George Zimmermans wife, Shellie, is facing perjury charges of lying under oath about money her husband raised online, but bank records and recorded jailhouse phone calls released Monday show it was George Zimmerman who called the shots behind an elaborate, if sloppy, scheme to hide money.
Zimmermans calls from jail to his wife show that in the days before his April 20 bond hearing, he went to exhaustive lengths to give her instructions on changing passwords so she could move money out of his accounts. He advised her to always transfer less than $10,000 an apparent quest to not raise red flags and recruited his sister and another person to help.
The records also show that the second-degree murder charge was a big money-maker for Zimmerman: On the day of his arrest, contributions surpassed a $75,000 in a single day. He quickly paid off about $1,800 in bills and then after his release from jail spent nearly $5,000 in one day paying off Sams Club, Target and other credit cards, bank records show.
Ah man, that feels good, he said to his wife in a recorded phone call the day after his arrest. That there are people in America that care.
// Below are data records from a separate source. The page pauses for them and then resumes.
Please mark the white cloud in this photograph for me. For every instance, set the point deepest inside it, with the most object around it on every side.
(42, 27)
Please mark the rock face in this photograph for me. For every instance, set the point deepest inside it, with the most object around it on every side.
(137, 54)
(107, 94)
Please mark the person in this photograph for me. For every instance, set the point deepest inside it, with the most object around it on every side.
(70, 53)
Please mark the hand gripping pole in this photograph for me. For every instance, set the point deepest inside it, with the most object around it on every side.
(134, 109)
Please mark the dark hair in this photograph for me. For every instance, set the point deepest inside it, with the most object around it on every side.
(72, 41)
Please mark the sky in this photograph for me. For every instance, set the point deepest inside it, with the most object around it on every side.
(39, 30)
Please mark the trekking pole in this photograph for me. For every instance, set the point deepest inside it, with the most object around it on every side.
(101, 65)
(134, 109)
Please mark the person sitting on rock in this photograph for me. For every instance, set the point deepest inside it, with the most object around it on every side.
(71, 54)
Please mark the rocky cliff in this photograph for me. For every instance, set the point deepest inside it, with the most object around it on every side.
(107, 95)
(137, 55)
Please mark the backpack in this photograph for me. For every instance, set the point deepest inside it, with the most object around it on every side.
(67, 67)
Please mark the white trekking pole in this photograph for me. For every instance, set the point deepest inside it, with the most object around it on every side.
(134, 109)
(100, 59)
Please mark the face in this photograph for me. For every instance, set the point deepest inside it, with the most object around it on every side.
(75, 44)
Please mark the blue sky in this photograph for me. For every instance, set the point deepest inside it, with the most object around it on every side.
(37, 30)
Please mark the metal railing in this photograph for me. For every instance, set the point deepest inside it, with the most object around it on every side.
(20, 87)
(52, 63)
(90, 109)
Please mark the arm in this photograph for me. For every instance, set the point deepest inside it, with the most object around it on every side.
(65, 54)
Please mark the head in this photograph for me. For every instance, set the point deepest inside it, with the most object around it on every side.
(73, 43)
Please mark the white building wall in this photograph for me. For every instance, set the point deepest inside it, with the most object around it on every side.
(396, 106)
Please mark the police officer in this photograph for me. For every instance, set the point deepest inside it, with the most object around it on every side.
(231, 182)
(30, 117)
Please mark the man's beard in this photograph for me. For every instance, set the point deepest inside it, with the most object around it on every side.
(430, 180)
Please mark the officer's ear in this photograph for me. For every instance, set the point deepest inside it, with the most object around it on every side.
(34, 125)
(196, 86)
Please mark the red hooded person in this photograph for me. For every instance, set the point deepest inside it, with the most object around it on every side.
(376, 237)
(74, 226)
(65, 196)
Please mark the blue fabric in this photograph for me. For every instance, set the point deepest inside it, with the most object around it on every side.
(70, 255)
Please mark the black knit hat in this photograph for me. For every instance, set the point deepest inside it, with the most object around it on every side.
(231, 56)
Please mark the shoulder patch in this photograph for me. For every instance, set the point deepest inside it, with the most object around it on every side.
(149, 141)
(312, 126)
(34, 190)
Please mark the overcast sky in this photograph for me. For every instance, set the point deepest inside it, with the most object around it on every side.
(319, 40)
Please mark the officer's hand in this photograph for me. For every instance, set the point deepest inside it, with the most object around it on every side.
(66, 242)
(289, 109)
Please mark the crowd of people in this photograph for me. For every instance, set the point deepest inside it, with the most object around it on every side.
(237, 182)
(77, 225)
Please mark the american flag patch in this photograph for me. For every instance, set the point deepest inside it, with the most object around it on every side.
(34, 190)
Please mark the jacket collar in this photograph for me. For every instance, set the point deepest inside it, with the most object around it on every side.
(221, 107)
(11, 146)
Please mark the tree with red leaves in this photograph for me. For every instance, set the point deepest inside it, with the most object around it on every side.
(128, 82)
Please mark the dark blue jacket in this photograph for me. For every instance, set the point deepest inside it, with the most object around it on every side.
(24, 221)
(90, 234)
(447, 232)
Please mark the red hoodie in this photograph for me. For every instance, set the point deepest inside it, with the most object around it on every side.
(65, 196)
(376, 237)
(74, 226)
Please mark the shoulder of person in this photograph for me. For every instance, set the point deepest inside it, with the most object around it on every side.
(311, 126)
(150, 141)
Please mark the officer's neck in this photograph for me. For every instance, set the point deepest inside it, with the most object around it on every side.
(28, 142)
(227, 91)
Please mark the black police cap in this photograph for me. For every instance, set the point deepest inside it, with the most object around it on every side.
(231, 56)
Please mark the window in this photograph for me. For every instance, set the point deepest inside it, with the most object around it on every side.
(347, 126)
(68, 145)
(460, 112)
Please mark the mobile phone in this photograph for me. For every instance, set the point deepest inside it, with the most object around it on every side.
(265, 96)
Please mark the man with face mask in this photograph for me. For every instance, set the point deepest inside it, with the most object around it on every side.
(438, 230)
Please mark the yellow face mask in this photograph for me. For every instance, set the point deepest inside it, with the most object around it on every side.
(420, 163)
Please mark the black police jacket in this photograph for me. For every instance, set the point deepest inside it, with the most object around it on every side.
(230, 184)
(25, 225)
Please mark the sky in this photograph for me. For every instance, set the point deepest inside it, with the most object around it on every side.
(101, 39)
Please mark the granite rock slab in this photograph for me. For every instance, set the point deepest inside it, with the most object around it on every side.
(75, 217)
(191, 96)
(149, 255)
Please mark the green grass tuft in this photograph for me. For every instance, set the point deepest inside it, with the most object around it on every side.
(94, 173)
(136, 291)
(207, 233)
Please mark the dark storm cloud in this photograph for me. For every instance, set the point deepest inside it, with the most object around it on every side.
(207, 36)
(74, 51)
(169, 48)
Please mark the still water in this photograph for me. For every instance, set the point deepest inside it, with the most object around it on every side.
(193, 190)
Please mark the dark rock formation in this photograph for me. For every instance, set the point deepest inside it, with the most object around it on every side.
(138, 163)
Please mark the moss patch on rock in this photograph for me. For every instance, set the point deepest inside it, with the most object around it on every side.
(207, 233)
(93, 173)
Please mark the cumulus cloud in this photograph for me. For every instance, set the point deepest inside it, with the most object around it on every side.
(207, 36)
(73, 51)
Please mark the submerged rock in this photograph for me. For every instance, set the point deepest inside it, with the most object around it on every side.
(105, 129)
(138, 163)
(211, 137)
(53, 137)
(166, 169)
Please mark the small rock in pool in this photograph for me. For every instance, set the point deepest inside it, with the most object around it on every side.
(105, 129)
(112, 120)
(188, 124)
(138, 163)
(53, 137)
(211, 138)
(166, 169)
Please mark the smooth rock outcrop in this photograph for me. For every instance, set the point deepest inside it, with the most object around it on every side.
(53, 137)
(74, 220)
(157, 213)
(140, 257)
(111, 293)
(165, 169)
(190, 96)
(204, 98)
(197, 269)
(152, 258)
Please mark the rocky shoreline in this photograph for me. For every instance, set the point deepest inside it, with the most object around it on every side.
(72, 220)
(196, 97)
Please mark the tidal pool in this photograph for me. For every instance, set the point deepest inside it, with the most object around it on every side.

His wife told him so many contributions arrived to his online PayPal site on the day of his arrest that the site kept crashing.
People were just trying to give you, you know, words of support and kindness, Shellie Zimmerman said.
Good. Wow, that is awesome, he said.
Later he told her: Im so happy to know that youre gonna be okay.
His wife assured him, After this is all over, youre gonna be able to just, have a great life.
Zimmerman faces a second-degree murder charge for the Feb. 26 shooting of Trayvon Martin, an unarmed Miami Gardens teenager. Zimmerman claims that the teen punched him in an unprovoked attack. His nose broken and head slightly wounded, Zimmerman shot Trayvon once in the chest as the two wrestled on the grass.
For some, the case quickly became a symbol of the perils of racial profiling. For others, it epitomized the medias rush to judgment. After six weeks of controversy, Zimmerman was arrested by a specially appointed prosecutor, and became a hero to gun-rights advocates nationwide.
His arrest came about three days after he set up a website that sought donations. Records show that sympathizers offered such an outpouring of support that his credit union account, which had a $5 balance on April 1, swelled 27 days later to $128,898. The balance ballooned even after the couple paid off credit cards and frantically transferred funds out of the account.
The finances are critical, because at his bond hearing, Zimmerman and his family presented themselves as broke. Based on his lack of money and solid record cooperating with police, he was deemed a low flight risk and granted $150,000 bond.
His defense lawyer, Mark OMara, later revealed that Zimmerman actually was sitting on a small fortune. Zimmerman ultimately gave the $122,000 balance to his defense attorney to create a trust in his name.
But prosecutors probed the matter deeper, combing through PayPal and bank records and listening in on 151 phone calls to find out who controlled the website and whether Zimmerman was aware of how much had poured in.
OMara has since acknowledged that his client misled the court out of fear and mistrust. Bond was revoked, and another bond hearing will be held June 29.